Word choice on your resume is more important than you may think. You can’t rely on your experience to carry you through to the next round in the interview process. If a hiring manager or recruiter is reading your resume they expect to see word choice that reflect the level and type of job you are applying for. Here are a few words the experts say you need to include on your resume.
If you want to show that you are results-oriented and hard-working, prove it! The hiring manager will be more impressed if you give them the numbers that reflect your achievements.
Action verbs are a must on all resumes, but not just any action verb, use one that shows leadership or transformation.
“Simple, practical words that denote responsibility have the most impact. Launched, solved, transformed and optimized are all examples of action verbs that make you look good without resorting to cliches.”
Words like this show that you have transformed the work environment or process and additionally, you have been directly linked to revenue or customer base growth, reputation or traction for the company.
- “Value” Or “Valuable”
Providing value shows that you are thinking about how you will improve the business. This is different than saying you are “hard working”. Working hard doesn’t necessarily show that you are producing better results.
Choose the words you use carefully; anyone can say that the “led” a team. Choose a word that is more descriptive and can further explain that you did. The word orchestrated means to arrange and direct, making it a little more precise than other more common words.
- Provide Examples
“…just listing the skill doesn’t do anything to set you apart from the crowd. The most powerful thing you can do is give examples. If you want to show that you are a team player, you can talk about things like working on cross-functional teams, onboarding new hires or developing a cross-training program. By listing concrete accomplishments and projects, you are demonstrating you have these skills in a credible and believable way that will help set you apart.”

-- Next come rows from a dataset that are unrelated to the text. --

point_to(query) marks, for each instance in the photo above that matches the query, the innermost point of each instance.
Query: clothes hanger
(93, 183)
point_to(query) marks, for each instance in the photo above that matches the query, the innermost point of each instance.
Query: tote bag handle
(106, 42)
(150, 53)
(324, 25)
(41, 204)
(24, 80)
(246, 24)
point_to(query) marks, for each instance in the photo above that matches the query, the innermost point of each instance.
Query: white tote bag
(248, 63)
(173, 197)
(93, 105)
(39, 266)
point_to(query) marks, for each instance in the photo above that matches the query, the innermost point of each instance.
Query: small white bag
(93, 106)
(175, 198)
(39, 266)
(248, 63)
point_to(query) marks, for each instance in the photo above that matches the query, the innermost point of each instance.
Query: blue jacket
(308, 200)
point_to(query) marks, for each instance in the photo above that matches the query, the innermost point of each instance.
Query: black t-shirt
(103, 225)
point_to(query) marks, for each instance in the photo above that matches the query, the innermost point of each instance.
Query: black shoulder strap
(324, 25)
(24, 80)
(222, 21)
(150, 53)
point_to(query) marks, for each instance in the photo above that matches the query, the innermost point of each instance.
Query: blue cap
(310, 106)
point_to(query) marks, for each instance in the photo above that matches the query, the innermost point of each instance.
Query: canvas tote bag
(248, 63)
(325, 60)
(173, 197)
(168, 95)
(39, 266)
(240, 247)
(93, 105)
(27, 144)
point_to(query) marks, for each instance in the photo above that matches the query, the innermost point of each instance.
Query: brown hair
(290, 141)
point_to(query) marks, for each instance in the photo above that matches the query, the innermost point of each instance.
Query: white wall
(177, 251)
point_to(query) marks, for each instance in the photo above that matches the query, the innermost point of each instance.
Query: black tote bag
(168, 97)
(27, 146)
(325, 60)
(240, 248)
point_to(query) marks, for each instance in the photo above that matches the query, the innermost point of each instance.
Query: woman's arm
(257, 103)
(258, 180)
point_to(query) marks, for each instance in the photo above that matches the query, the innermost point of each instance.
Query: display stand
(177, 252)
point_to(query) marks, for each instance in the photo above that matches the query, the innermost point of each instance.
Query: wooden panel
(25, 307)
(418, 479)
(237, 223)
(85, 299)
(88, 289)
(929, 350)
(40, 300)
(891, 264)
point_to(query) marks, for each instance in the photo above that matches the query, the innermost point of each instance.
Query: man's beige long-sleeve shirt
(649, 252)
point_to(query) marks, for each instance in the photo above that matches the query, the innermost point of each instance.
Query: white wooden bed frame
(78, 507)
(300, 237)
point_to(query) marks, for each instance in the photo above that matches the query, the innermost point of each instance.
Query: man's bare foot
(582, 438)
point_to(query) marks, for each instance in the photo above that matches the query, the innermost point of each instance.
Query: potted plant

Now is not the time to be shy or sell yourself short. Use words that describe the level of commitment and involvement in a project. Don’t say that you merely “helped”, if you took the lead use a strong word that emphasizes your contribution.
- Edit Expertly
One way to help you edit is to read your resume out loud. This might help you catch any errors or issues before anyone else. Also having family or friends read it will help if there is anything that seems confusing. Word choice is important, but so is the length of your resume, try to focus on a few recent projects that you have been involved in instead of listing every single one in full detail. This might feel overwhelming to the interviewer who only has enough time to skim through your resume. Also edit the information so that it “sells you” for that particular position.